Gabungan Satpol PP–Tim RAGA Tertibkan Kedai Tuak dan Hiburan Malam yang Buka di Bulan Ramadan | riauantara.co
|
Menu Close Menu

Gabungan Satpol PP–Tim RAGA Tertibkan Kedai Tuak dan Hiburan Malam yang Buka di Bulan Ramadan

Sabtu, 28 Februari 2026 | 16:21 WIB
operasi penertiban terhadap sejumlah warung remang-remang dan kedai tuak yang tetap beroperasi di Bulan Suci Ramadan. Kegiatan berlangsung sejak Jumat (27/2) malam hingga Sabtu (28/2) dini hari.
Pekanbaru, riauantara.co | Satuan Polisi Pamong Praja (Satpol PP) Kota Pekanbaru bersama Tim RAGA dari Polresta Pekanbaru menggelar operasi penertiban terhadap sejumlah warung remang-remang dan kedai tuak yang tetap beroperasi di Bulan Suci Ramadan. Kegiatan berlangsung sejak Jumat (27/2) malam hingga Sabtu (28/2) dini hari.

Razia difokuskan di sejumlah titik di Jalan SM Amin dan Jalan Air Hitam.
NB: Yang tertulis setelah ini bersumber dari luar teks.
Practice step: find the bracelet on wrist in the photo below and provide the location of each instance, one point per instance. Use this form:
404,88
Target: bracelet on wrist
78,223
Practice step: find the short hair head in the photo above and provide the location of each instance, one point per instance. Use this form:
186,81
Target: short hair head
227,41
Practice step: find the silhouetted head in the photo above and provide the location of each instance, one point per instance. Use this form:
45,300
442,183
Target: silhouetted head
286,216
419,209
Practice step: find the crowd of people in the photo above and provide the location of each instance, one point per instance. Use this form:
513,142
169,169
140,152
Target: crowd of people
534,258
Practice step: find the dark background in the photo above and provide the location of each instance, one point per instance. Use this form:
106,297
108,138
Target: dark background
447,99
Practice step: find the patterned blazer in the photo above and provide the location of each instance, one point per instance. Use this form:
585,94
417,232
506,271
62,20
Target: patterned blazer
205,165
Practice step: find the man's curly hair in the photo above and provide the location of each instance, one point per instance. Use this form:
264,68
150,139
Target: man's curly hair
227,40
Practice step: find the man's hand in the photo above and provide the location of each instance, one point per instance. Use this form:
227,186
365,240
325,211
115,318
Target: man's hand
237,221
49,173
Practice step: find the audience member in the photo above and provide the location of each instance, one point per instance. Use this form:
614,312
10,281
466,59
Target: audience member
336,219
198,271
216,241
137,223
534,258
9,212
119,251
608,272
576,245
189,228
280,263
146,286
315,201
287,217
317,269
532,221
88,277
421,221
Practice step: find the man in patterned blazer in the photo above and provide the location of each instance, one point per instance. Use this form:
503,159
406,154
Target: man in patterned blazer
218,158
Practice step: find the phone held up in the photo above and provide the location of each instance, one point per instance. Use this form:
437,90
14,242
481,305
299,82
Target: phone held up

Operasi gabungan ini dipimpin langsung oleh Kepala Satpol PP Pekanbaru, Yuliarso.

Beberapa lokasi yang menjadi sasaran di antaranya Arenta Domas di ujung Jalan SM Amin, Terminal Lapo di Jalan Air Hitam, serta Live Song/Karaoke dan Nauli Cafe yang juga berada di kawasan yang sama.

Dari empat tempat yang diperiksa, tiga di antaranya kedapatan masih melayani pengunjung pada malam Ramadan, yakni Arenta Domas, Terminal Lapo, dan Nauli Cafe. Sementara itu, tempat hiburan Live Song/Karaoke sudah dalam kondisi tutup saat petugas tiba.

Selain menemukan pelanggaran operasional, petugas juga menyita puluhan botol minuman keras karena tidak dilengkapi izin resmi penjualan minuman beralkohol.

Yuliarso menegaskan bahwa kegiatan ini merupakan tindak lanjut pengawasan atas Surat Edaran Wali Kota Pekanbaru terkait pedoman aktivitas selama Ramadan 1447 H/2026 M.

"Tadi sudah dilakukan pengawasan di beberapa tempat hiburan malam, masih ditemukan ada yang membuka tanpa izin," ujarnya.

Ia menambahkan, minuman keras yang ditemukan di lokasi tidak memiliki izin edar, sehingga langsung diamankan sebagai bagian dari penegakan aturan.

"Kemudian juga ditemukan adanya miras yang tidak berizin. Tadi kita lakukan penyitaan sehingga ini menjadi teguran keras bagi pelaku usaha karena tidak ada izin," jelasnya.

Kepada pengelola usaha yang melanggar, petugas memberikan peringatan tegas dan meminta mereka mematuhi ketentuan selama Ramadan.

"Oleh karena itu, kami menghimbau kepada semua pihak, mari kita indahkan dan kita laksanakan surat edaran selama Bulan Suci Ramadan. Selesai Ramadan, silakan melakukan usaha sebagaimana mestinya dan tentunya harus melengkapi izin," tegas Yuliarso.